Disinvestment not a forgotten word in 2009

2009 saw the government relaxing a rule to pump proceeds from disinvestment directly for social schemes mainly to reduce fiscal deficit. Free from the bickering of the Left parties, the UPA-, II came out with clear-cut policy on disinvestment, asking all profitable listed PSUs to have minimum public holding of 10 per cent and all profitable unlisted PSUs to hit the capital markets. This makes around 60 PSUs eligible for disinvestment. While, unlisted and profitable CPSUs include big names like BSNL and Coal India among others.

In October, the Cabinet approved disinvestment in two state-run power utilities — NTPC and Satluj Jal Vidyut Nigam. Besides, the government has also cleared 20 per cent follow-on offer of Rural Electrification Corporation that is expected to fetch about Rs 3,300 crore at the ruling market prices. These three power PSUs are expected to be listed between January and March 2010. The government has also given the nod for divesting an additional 8.38 per cent stake in iron ore producer NMDC while a share sale proposal in PSU steel maker SAIL will be taken to the Cabinet by mid-January next year. However, the real test of the UPA Government will come at the time of disinvestment of wholly owned state-run company Coal India, since it is headquartered in Kolkata and Trinamool Congress may not support the move.

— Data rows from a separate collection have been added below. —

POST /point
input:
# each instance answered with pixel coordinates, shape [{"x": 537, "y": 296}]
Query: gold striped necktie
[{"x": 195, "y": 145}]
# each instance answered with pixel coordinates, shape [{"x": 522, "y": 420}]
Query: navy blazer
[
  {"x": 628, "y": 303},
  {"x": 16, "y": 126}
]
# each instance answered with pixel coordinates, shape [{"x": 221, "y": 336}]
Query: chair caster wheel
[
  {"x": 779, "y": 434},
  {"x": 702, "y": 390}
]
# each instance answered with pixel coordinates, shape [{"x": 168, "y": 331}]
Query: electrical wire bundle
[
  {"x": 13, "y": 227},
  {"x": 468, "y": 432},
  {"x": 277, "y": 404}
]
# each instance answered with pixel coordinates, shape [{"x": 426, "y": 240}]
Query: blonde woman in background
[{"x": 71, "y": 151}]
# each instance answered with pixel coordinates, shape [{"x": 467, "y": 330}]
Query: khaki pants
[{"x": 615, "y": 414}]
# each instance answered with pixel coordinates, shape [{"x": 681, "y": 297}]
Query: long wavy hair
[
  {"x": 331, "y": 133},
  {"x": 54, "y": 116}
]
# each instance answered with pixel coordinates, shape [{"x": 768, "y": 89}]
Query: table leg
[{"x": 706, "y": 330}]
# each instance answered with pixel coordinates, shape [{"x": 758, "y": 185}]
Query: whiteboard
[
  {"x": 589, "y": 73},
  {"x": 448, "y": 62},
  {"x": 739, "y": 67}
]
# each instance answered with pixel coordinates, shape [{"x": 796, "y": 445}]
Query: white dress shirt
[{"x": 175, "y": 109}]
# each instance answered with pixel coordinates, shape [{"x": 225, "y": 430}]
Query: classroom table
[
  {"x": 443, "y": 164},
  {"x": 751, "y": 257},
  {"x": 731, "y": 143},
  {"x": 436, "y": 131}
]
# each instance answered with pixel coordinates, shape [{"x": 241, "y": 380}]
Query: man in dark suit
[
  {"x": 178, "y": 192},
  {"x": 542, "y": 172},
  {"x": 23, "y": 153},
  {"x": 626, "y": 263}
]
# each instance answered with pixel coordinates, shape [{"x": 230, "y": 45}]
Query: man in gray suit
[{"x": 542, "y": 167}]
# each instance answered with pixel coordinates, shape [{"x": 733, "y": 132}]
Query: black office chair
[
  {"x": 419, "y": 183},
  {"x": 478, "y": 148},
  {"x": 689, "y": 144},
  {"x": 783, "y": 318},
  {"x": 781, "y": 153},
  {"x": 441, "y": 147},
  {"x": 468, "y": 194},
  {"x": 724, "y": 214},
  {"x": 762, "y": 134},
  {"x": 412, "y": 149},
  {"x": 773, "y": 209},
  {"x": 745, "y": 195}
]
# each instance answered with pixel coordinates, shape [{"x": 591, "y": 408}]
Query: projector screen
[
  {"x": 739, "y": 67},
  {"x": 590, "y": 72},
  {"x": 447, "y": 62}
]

Only time will tell this, but one can easily guess that if the disinvestment of CIL is not done in 2010, opposition against it will be much more aggressive in the next couple of years since West Bengal is scheduled to go to polls in 2011. In the year 2009, public sector hydro power generator NHPC and Oil India got listed on stock exchanges, raising Rs 6,000 crore and over Rs 2,600 crore respectively. Whatever doubts remain on disinvestment front like issue pricing and disinvestment of CIL, credit must be given to the UPA government for making it pretty clear in the beginning itself that it will not divest its equity below 51 per cent. In fact, Finance Minister Pranab Mukherjee said the government does not seek to divest more than 10 per cent in state-run firms for now. A government official said the disinvestment department is in talks with administrative ministries of the 60 CPSUs.

“We are in interaction with the Ministry of Steel for SAIL, we are in interaction with communications ministry on BSNL..We are in interaction on a large number of these 60 companies with their administrative ministries. We are in interaction with them but it does not mean that we are close to divesting them,” he said.

Recently, the Finance Ministry asked 32 nodal ministries to identify state-run firms where the government stake could be sold and asked them to reply by the end of this month. The government has also changed the criteria of using the proceeds of disinvestment for three years. The proceeds for three years would go to National Investment Fund (NIF) and will be available in full for investment as capital expenditure in social sector schemes. Disinvestment of some of unlisted 50 PSUs would not only make them accountable, but would also give them and the government much-needed resources which will now be used for social welfare schemes for three years.